Отца похоронили 1-го мая 1921 года, на кладбище,находящемся недалеко от больницы. Когда возвращались из кладбища, кто-то из врачей подошел ко мне и сочувственно сказал: "Приходи завтра утром ко мне в больницу". На второй день я зашел к нему. Он предложил мне поступить на работу в профсоюз "Медсантруд", чтобы облегчить материальное положение семьи. Насколько я мог разобраться в мои 14 лет, председателем профсоюза (наверное, городского, Александропольского) был доктор Мелькумов, тот самый, который на двуколке спешил спасти отца, но не успел. Он окончил свое образование за границей, кажется, в Швейцарии. Секретарем профсоюза был врач, некто Свахчян. Он был коренным александропольцем, крупного роста, широкоплечий. Он, как и Мелькумов, относился ко мне с большим сочувствием. Старшим врачом Александровской хирургической больницы был доктор Григорьян, и он ко мне относился сочувственно, что видно из его письма от 30 апреля 1921 года за N 274:
"В Комиссариат здравоохранения. Сегодня утром у себя на квартире (Б.Слободская, около церки Григор Лусаворич) скончался Мануел Акопянц, оставив без всяких средств к жизни многочисленную семью, о чем сообщаю в комиссариат для сведения".

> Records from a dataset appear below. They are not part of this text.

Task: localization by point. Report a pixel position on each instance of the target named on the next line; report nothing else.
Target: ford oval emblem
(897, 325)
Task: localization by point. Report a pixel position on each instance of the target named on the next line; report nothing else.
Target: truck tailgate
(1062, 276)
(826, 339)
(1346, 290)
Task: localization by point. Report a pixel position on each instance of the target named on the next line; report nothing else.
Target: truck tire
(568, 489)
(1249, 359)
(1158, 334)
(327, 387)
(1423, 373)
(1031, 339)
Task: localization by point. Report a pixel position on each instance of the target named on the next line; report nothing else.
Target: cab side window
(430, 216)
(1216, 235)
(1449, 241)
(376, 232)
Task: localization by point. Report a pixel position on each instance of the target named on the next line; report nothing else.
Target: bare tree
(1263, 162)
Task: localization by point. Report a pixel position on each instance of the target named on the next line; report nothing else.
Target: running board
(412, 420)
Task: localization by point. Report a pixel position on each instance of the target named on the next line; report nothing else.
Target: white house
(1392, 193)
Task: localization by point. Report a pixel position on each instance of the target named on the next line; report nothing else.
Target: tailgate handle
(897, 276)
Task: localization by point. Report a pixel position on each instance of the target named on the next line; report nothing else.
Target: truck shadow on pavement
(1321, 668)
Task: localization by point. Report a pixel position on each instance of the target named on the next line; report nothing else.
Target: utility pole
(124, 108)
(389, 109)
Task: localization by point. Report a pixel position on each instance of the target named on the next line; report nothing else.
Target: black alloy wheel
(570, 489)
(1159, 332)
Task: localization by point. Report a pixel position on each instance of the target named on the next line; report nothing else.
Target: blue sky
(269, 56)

Действительно, мы были в отчаянном материальном положении, и люди заметили это и организовали помощь, но, к сожалению, лишь после того, как похоронили отца... Так, перечисленные трое врачей устроили меня рассыльным профсоюза "Медсантруд", одновременно поручив мне раздачу хлебных пайков сотрудникам. Каждый день, помимо крошек, мне оставалось 2-3 пайка лиц, которые отсутствовали на работе, и еще три пайка перечисленных выше трех врачей (Мелькумова, Свахчяна и Григорьяна), которые предупредили меня, чтобы их пайки я систематически брал себе. Таким образом, я уже имел в день около 1000-1200 г. хлеба! Нас же из семи человек уже осталось трое (мама, я и Сос). Следовательно, угроза голодной смерти отпала, но трудностей было еще много.